The decennial cycle is one of several cycles we look at when doing our investment homework. It’s an important cycle that dates back to the late 1800s when Charlie Dow first created the Dow Jones Industrial Average. This pattern considers the stock market performance in years ending with the same number. Currently, we are in the early stages of 2015, which is the fifth year of this decade. In our cycle study, we include this year with 2005, 1995, 1985, 1975 and so on. And upon reviewing the data, it’s clear that the 5th year of the decade has an amazing track record. The average return for the Dow Jones Industrial Average since 1895 for the 5th year of the decade has been 28.93%! Just as impressive (if not more so) is the consistent performance of 5th years.
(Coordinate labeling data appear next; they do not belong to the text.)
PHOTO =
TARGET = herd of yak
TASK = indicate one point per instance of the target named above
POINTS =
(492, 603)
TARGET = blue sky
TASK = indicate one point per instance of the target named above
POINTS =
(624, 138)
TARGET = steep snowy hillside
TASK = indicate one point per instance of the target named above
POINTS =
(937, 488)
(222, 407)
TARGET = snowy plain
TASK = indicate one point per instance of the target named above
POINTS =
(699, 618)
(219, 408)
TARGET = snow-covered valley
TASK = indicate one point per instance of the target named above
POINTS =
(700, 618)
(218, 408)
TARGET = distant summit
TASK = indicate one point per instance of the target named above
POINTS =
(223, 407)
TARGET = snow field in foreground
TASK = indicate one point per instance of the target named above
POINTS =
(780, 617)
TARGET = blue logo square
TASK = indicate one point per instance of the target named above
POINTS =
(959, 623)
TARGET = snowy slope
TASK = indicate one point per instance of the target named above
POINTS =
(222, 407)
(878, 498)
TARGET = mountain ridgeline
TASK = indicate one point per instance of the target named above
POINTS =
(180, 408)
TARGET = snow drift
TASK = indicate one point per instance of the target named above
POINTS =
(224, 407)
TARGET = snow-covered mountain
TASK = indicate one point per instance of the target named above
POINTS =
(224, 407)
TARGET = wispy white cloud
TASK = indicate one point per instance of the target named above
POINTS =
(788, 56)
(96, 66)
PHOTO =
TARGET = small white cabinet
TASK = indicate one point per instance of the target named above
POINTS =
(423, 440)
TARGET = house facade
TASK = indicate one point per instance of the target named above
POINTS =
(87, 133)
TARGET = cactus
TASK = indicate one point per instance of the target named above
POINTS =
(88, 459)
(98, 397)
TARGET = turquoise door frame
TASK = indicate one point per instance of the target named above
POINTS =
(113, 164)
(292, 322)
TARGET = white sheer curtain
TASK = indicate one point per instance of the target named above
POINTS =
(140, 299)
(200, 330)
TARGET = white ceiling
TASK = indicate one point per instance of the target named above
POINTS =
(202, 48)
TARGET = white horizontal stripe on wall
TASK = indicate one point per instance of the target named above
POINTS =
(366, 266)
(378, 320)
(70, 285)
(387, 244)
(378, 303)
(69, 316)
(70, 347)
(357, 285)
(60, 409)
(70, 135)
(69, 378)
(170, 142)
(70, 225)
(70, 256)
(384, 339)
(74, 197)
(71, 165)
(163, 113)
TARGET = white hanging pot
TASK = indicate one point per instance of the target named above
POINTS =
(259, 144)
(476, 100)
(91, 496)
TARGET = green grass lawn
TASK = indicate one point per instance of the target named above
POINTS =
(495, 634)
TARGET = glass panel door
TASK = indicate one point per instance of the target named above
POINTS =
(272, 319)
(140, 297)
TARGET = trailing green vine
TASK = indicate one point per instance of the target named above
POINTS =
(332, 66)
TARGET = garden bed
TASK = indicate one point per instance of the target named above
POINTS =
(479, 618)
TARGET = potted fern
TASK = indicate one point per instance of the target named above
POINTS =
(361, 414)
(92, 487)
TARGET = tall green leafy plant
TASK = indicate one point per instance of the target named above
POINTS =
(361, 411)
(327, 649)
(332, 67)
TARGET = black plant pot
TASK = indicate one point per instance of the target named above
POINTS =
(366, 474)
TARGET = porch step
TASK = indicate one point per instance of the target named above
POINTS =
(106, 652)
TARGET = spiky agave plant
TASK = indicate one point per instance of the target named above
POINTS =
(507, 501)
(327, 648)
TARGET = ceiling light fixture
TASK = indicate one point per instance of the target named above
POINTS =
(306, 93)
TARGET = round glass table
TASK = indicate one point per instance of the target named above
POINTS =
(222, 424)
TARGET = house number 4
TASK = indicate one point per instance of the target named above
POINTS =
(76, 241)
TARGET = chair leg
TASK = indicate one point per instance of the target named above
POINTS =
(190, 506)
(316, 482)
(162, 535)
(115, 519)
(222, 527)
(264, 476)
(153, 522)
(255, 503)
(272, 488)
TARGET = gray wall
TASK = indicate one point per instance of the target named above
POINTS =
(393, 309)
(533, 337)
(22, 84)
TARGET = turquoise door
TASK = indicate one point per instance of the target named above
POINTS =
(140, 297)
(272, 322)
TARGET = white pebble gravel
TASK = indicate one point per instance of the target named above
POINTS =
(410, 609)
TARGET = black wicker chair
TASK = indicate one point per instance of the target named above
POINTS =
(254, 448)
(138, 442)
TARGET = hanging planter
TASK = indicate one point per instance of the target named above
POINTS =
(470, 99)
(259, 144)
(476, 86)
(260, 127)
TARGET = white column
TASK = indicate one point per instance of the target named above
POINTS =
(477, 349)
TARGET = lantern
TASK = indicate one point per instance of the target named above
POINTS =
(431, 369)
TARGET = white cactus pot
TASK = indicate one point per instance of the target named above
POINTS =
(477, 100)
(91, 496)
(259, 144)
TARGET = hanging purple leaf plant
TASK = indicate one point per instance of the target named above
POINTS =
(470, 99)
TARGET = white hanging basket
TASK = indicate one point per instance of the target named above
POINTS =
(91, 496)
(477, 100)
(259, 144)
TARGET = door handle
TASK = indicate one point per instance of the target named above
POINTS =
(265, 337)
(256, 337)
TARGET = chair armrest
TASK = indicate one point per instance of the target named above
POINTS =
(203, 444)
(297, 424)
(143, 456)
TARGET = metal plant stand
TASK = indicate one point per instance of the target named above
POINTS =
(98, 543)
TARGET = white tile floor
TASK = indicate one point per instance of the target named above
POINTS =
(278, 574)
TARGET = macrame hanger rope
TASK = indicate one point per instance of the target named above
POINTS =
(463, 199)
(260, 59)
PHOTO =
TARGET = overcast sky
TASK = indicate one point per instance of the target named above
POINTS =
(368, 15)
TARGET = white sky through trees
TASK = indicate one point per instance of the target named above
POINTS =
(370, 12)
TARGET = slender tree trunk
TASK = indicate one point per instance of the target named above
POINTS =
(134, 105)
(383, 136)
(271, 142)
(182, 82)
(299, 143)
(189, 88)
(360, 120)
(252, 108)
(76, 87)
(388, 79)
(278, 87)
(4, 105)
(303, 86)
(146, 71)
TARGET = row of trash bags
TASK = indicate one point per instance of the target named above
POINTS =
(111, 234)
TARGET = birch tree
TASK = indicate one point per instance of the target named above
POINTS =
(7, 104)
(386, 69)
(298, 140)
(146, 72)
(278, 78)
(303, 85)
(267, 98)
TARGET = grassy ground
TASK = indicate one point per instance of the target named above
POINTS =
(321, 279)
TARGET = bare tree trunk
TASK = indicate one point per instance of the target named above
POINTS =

In fact, 11 out of the 12 5th years were up with the exception of 2005, which experienced a calamitous -0.61%. [thick sarcasm]
The first chart below shows the impressive consistency of each decade’s 5th year. The second chart below shows just how significant year 5 is compared to other years in the decennial cycle. No other year comes close to having the returns that year 5 has seen.
As impressive as this research is, we’re not going to trade solely on this information. But, we think it’s valuable to keep an eye on it as we head into this 5th year. The decennial cycle certainly suggests the current bull market will continue. Anything opposite will be historic.